Why should I bring that up? Well, have you ever wondered what your lover is really thinking? Yes, very often, don’t you? We look into a face, into their eyes and think we see a soul there, but we do not. All we do is project, and with luck, the projection correlates with reality. Psychologists talk about "theory of mind," which appears early in childhood, or barely at all, leading to social phobias and xenophobia where everyone is unpredictable and therefore a threat. Essentially theory of mind is the ability to simulate within one’s own mind what another person might be thinking from having observed their cues of expression and behavior. Social animals like primates are very good at it; others, less so. The practice is called "mind-reading," though it is not telepathy and there is nothing extra-sensory about it.

That is the problem. The object of one’s regard remains trapped behind glass. How much do we see because of its transparency and how little do we see because of its tendency to reflect?

Alice, as you know, had no such problem with her looking glass, but try as we might, we simply cannot reach through the glass and enter the realms of true or fantastic reality, let alone another’s mind. Augmented reality and head-up displays could show us simulacra overlaid upon the real world… but, well Bob, have you heard of Plato’s Cave? Of course you have. Imagine a prisoner chained to the floor of a cave. Behind them is a fire, and passing before, the Gods pass, holding up the objects that are their ideas… but all the prisoner can see is their twisted, ambiguous shadows as they flicker and squirm upon the wall.

Modern media technology has made the spirits visible, but only through Google Glass, darkly. Virtual reality, alas, is an illusion that becomes a delusion.

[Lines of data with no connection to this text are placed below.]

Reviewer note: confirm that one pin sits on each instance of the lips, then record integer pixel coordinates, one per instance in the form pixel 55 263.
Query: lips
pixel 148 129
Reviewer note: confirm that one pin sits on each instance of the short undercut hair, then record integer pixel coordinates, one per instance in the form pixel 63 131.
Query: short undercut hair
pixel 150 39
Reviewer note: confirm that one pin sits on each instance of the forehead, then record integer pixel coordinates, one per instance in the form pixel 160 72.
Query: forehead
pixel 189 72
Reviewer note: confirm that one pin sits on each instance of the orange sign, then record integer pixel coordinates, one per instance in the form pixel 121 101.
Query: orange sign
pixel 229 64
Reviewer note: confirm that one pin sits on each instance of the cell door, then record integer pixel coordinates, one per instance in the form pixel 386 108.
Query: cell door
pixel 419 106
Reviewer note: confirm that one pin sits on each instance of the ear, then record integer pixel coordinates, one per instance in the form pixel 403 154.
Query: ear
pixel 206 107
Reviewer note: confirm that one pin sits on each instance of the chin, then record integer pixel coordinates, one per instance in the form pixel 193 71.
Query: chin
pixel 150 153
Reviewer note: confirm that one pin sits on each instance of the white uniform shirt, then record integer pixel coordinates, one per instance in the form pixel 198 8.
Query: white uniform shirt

And there Bob, is the cause of a deep spiritual frustration. It is one that can never be overcome and one that must be overcome because it is our fundamental limitation as corporeal beings.

There is a solution. The obvious one, which most people imagine, is to contrive some sort of portal that would enable one to step into the fairy world, but there is a mistake there—do you know what it is? The mistake is to assume that one can enter this other realm and engage with it as if it were of a similarly corporeal nature. In order to engage with the world of the fairies, it must be on genuinely common ground.

And I know where that ground lies.

What do you know about memory and personality Bob? It is no great mystery. We know a lot now about how both are created and the role of various parts of the brain in their creation. Unfortunately, much of what we have learned is through tragedy, but that need not be the case now. For example, it is known that the hippocampus mediates a lot of the laying down of memory that is the basis of unique personality and that those who have suffered persistent trauma at a young age can show two unusual correlating characteristics. One is a relative atrophy of the hippocampus, meaning that the integrative function that it performs is somewhat inhibited and the other is called "Dissociative Identity Disorder," or popularly, a split personality.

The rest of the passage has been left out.